Wanted! Old News About Pennington Road

Southborough has a rich history to celebrate and on this blog over the coming year I hope to uncover first hand memories of how people lived in the town over the past 150 years.

In the past decade it has become much easier to trace the names and occupations of the people who lived in every street in Victorian England.

But what is so often missing is the colour – most of the letters and diaries of how people felt at the time – painting a picture of the personalities of Southborough people – all seem to have vanished into nothing.

I’m starting with Pennington Road, as that’s where I live and where I have already rediscovered some remarkable memories and pictures.  A postcard showing the Vicarage Road turn off on the left is below.

Penn Rd VicarRd

So my appeal is this:  If you have anything in a loft or out of print book that can conjure up life in Southborough from the 1840s to the 1930s, do let me know. My email is:

martin.webber10536@gmail.com

Pennington Road was – incidentally – named after Dr Robert Rainey Pennington (1766-1849), who was a London surgeon who bought some land in Southborough.

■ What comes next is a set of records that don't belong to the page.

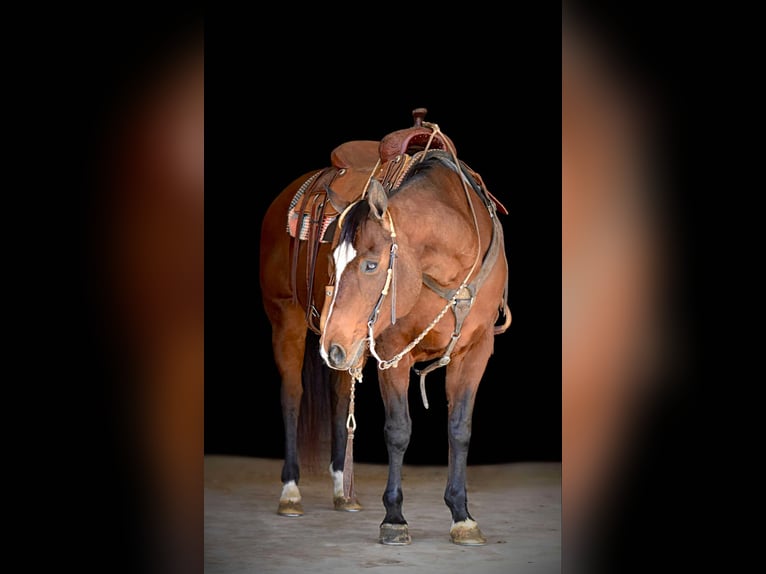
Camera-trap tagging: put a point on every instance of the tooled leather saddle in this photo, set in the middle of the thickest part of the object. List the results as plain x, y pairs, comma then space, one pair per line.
312, 216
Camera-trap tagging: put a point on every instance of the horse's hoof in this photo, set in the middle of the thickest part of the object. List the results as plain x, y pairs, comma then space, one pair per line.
467, 533
395, 534
290, 508
346, 504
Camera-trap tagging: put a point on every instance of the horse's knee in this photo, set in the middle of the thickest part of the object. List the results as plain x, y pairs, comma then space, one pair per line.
460, 432
398, 435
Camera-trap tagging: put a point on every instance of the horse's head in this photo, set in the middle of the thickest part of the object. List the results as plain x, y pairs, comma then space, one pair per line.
377, 280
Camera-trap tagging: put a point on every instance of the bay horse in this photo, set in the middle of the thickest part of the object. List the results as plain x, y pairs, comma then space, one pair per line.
395, 252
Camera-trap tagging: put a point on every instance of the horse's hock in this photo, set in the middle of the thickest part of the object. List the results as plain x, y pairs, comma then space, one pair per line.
368, 232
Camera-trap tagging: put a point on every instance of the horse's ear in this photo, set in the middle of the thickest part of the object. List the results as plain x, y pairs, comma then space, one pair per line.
336, 200
377, 198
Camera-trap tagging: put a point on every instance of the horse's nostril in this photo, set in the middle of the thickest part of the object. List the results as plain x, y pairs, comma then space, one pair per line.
337, 355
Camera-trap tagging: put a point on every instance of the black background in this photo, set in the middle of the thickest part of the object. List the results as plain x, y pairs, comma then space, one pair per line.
269, 120
284, 88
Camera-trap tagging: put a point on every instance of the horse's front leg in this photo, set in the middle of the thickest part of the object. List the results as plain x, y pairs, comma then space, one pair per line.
341, 390
289, 344
462, 381
397, 431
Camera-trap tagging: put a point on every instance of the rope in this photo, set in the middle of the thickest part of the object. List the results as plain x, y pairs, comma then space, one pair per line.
394, 361
348, 464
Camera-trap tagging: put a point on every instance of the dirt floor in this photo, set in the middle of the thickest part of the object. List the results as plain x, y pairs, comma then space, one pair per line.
517, 506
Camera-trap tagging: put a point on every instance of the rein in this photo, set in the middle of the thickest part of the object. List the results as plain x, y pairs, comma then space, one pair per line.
458, 302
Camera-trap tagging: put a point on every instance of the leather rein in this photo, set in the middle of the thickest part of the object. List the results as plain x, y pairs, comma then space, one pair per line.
459, 300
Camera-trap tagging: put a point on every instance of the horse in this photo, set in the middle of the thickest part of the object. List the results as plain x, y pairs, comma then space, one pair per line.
395, 252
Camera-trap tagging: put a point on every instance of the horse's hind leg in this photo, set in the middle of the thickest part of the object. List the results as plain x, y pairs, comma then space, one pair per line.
397, 431
462, 381
341, 390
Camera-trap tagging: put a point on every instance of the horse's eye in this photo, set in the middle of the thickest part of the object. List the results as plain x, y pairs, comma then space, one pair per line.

Pennington Road started as Pennington Lane, simply a route to apparently the oldest surviving building in Southborough, Ivy House Farm, described in the official English Heritage listing as a “single bay open hall dwelling of c.1460”.  See below:

Ivy House farm

Below is a map found in Southborough library described as “Plan of Freehold building and other land situate at Southborough in the parish of Tonbridge, Kent.” The plan states that an auction of the lots 1 to 18 shown below was held at the Hand and Sceptre Inn on July 2nd, 1849 at 3 o’clock.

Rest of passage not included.